Il rito della messa e il rito del matrimonio: sbandamenti e ricentrature


Nozze in Campagna

Uno dei fenomeni più interessanti, avvenuti dopo il Concilio Vaticano II, è la riforma del rito della messa. Restaurare la tradizione in una forma più ricca e più complessa era il compito, al quale si è dedicata la Chiesa in anni di duro lavoro. Ma anche il rito del matrimonio ha subìto molte preziose variazioni, in vista di una maggiore fedeltà. In questa riflessione, tuttavia, non vorrei soffermarmi sulla grande novità, per cui si è superata la collocazione del “rito del matrimonio” prima del “rito della messa”. La collocazione del rito del matrimonio all’interno della messa pone una questione più radicale e più interessante, che si traduce in una domanda secca: Quale è il “rito della messa” e quale il “rito del matrimonio”? La domanda sembra inutile e quasi oziosa: in apparenza, il rito di ogni sacramento è contenuto nell’ Ordo ad esso dedicato. C’è l’Ordo Missae, che regola il rito della messa e l’Ordo celebrandi matrimonium che regola il rito del matrimonio.

Qui però mi interessa concentrare lo sguardo sul fenomeno storico per cui ci siamo abituati a guardare il rito non in tutta la sua ampiezza, ma fissando gli occhi solo su quelle parti che “per tradizione” consideriamo centrali. La prassi e la teologia, ognuna a suo modo, ci hanno convinto di questo. Ma qui, a ben vedere, troviamo le sorprese più grandi. Se ci chiediamo: “ma il rito del matrimonio dove ha il suo centro?” tendiamo a rispondere: “Nel consenso”. Ma quello non è un rito, bensì un atto giuridico. Maggior peso rituale ha lo “scambio degli anelli”, che appare una sorta di traduzione simbolica dello scambio del consenso. E tuttavia questa somiglianza è il frutto di una storia molte recente. Perché per molti secoli lo scambio del consenso non corrispondeva affatto ad uno scambio degli anelli. Giuridicamente funzionava la logica dello scambio, ma liturgicamente l’unico a “mettere l’anello al dito dell’altro” era il marito alla moglie. La moglie non metteva alcun anello al marito. Il gesto rituale parlava di una cosa diversa dal consenso. Infine, dal punto di vista strettamente liturgico, lo sviluppo storico ha progressivamente emarginato l’elemento rituale che fino al 1563 risultava del tutto centrale: ossia la preghiera di benedizione. Così oggi tendiamo a vedere come rito del matrimonio quello che è il patto giuridico, mentre non vediamo come elemento rituale il suo centro ecclesiale di benedizione. La ragione dello “sposarsi in Cristo” è espressa in modo pieno solo dalla benedizione, meno dall’anello e ben poco dallo scambio del consenso (che solo di recente si è dato la espressione “con la grazia di Cristo”).

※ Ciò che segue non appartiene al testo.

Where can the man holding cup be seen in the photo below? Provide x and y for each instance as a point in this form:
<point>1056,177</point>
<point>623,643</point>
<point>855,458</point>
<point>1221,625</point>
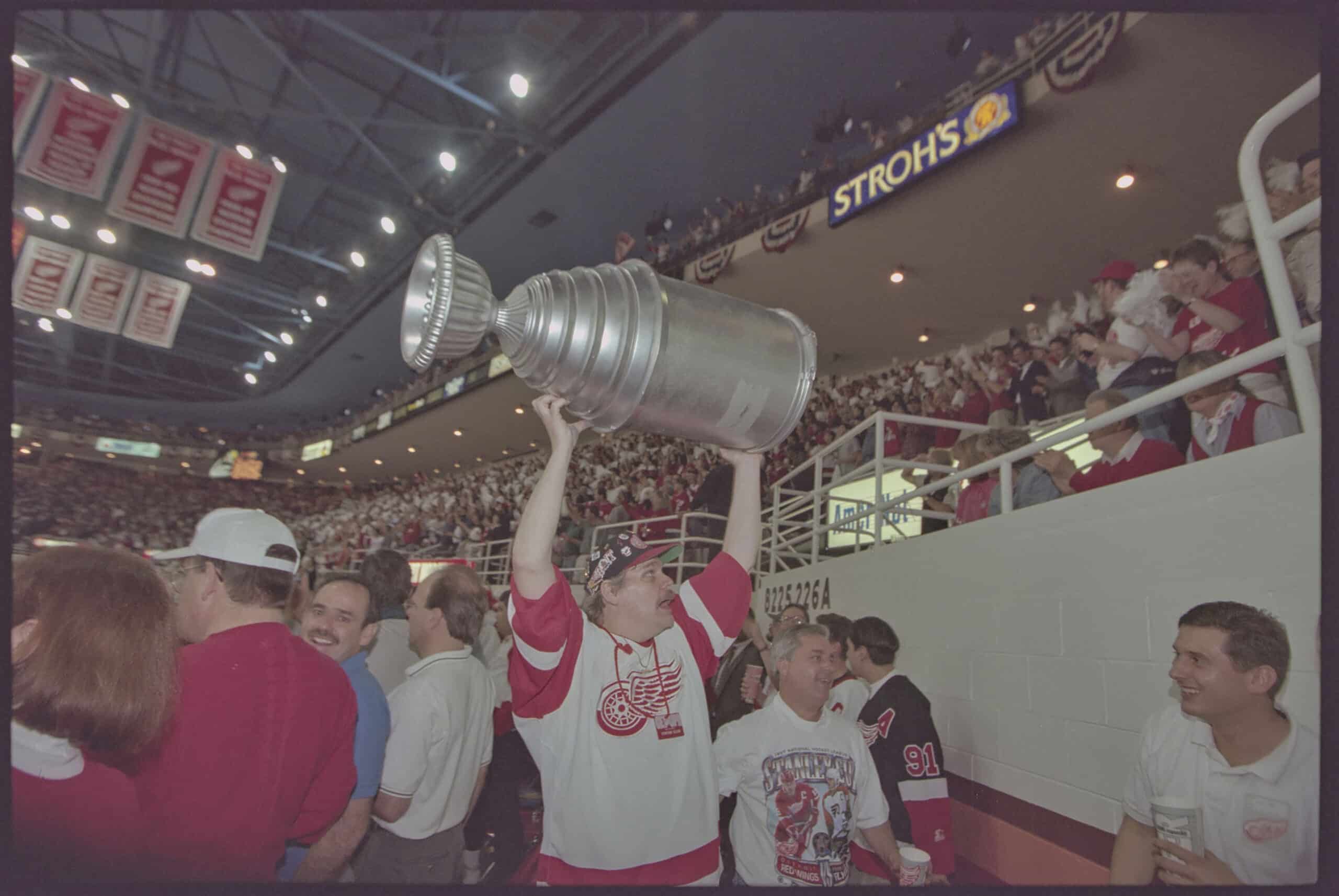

Questa stessa dinamica – e questo fenomeno appare forse ben più sorprendente – riguarda anche la messa. In una storia molto più lunga, che inizia ad essere modificata profondamente non nel XVI secolo, ma nel IX, la percezione della messa come rito inizia a cambiare e alcune parti della celebrazione cominciano ad essere lette e vissute in modo diverso. Un fenomeno del tutto decisivo è la singolare evoluzione del rapporto tra liturgia della parola, preghiera eucaristica e rito di comunione. Nella Messa, considerata di per sé, il rito per eccellenza è  il “rito di comunione”. Nella storia, tuttavia, ha acquisito una evidenza formale più forte quell’elemento che sicuramente non è un rito, ma un racconto all’interno di una preghiera. Così oggi è facile che consideriamo “rito” soprattutto ciò che accade tra i due campanelli (la consacrazione), mentre possiamo vivere con un animo solo devoto la preghiera eucaristica o il momento della comunione. Nel matrimonio consideriamo rito centrale quello che è un patto esistenziale; nella messa consideriamo rito centrale quello che è narrazione solenne di un evento che la preghiera eucaristica e la comunione ri-presentano in pienezza. Un profondo recupero delle priorità dimenticate e una adeguata ricollocazione delle priorità ereditate è diventata, per la Chiesa e per i cristiani, un compito e un dono. Davvero la riforma liturgica è stata più una restaurazione della pienezza che un cambiamento (o una fuga) verso la facilità.

Molte vicende simili hanno subìto tutti i riti sacramentali cristiani, dalla penitenza alla cresima, dalla ordinazione al battesimo, fino alla unzione dei malati.  Ciò che il Concilio Vaticano II ha compiuto è stato il disegno sapiente di riconciliare le diverse anime della tradizione cattolica, rimettendo in correlazione ciò che si era separato, autonomizzato, isolato, così precludendo una esperienza piena, ampia e toccante del mistero di Dio rivelato in Cristo. Per essere fedeli al mistero abbiamo messo mano ai riti, perché potessero “più chiaramente significare la grazia del sacramento”. Questo cammino di riforma e di fedeltà è tutt’altro che compiuto.